The shared purpose of the Community of Practice is to work collectively to promote community-centred lawyering and reframe litigation processes so they can be more accessible and better serve communities and their objectives. Photo: Systemic Justice

Our conversations with lawyers and litigating organisations working on racial, social, and economic justice issues made clear there was a growing desire to take a more community-focused approach to litigation work. In the second half of this year, we took the first steps to establish a community of practice. The community is a collective space to share ideas, experiences, and best practices, as well as support each other towards individual and shared goals. We kicked off the process by holding consultation calls with those interested in working with us in setting up the community, and in October we had our first community retreat. The retreat made us feel energised and inspired. We left with concrete plans to formalise the community and a roadmap for our first projects next year, including the building of a methodology for community-centred litigation.

Alongside this, we have been working to build a different kind of organisation, creating systems, processes, and ways of working rooted in our foundational values of intersectionality, justice, and anti-oppression. We have started building a team and a Board, exploring how we can all meaningfully contribute to Systemic Justice’s mission while sharing power and accountability, and also ensuring we build practices that leave space for individual needs. We have developed a Theory of Change that communicates our programmatic strategy and an impact measurement framework that seeks to rebalance our priority of community power building with the more traditional “metrics” the funder world tends to operate with.

Systemic Justice’s roundtables on racial, social, and economic justice were accompanied by crowdsourced playlist of great tracks!

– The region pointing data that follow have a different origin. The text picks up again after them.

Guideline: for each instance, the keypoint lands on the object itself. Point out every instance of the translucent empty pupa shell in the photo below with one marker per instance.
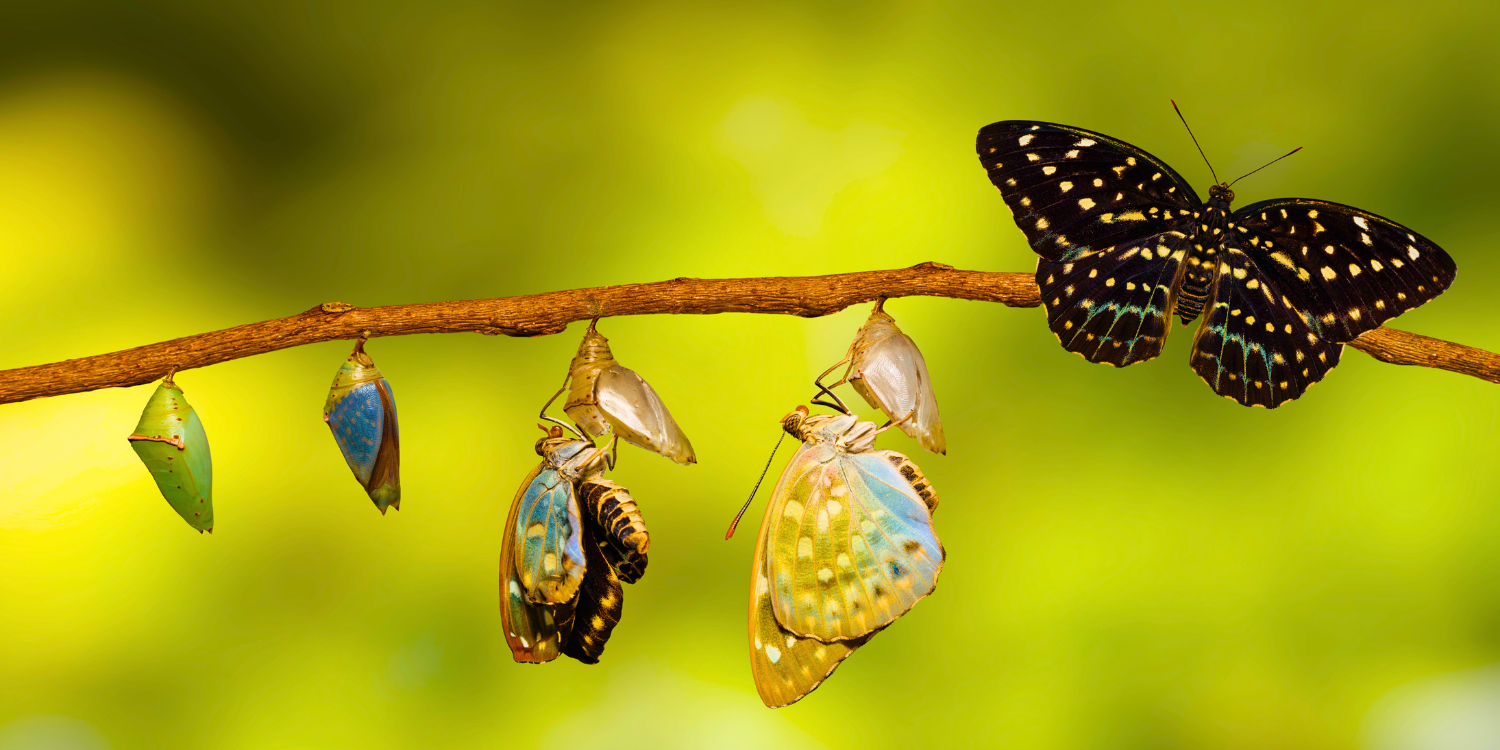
(888, 369)
(173, 444)
(362, 413)
(609, 398)
(570, 540)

It’s been a year full of new partnerships, identifying priorities, learning and experimenting. We’ve had lots of fun doing it (and listened to some great tracks), and we are deeply grateful to everyone’s trust and time: the community partners who lead the resistance against racial, social, and economic injustice, our team and collaborators, and the brave funders who supported something new that doesn’t fit neatly into boxes or log frames.

We’re only just getting started and can’t wait to stir up more good trouble with all of you!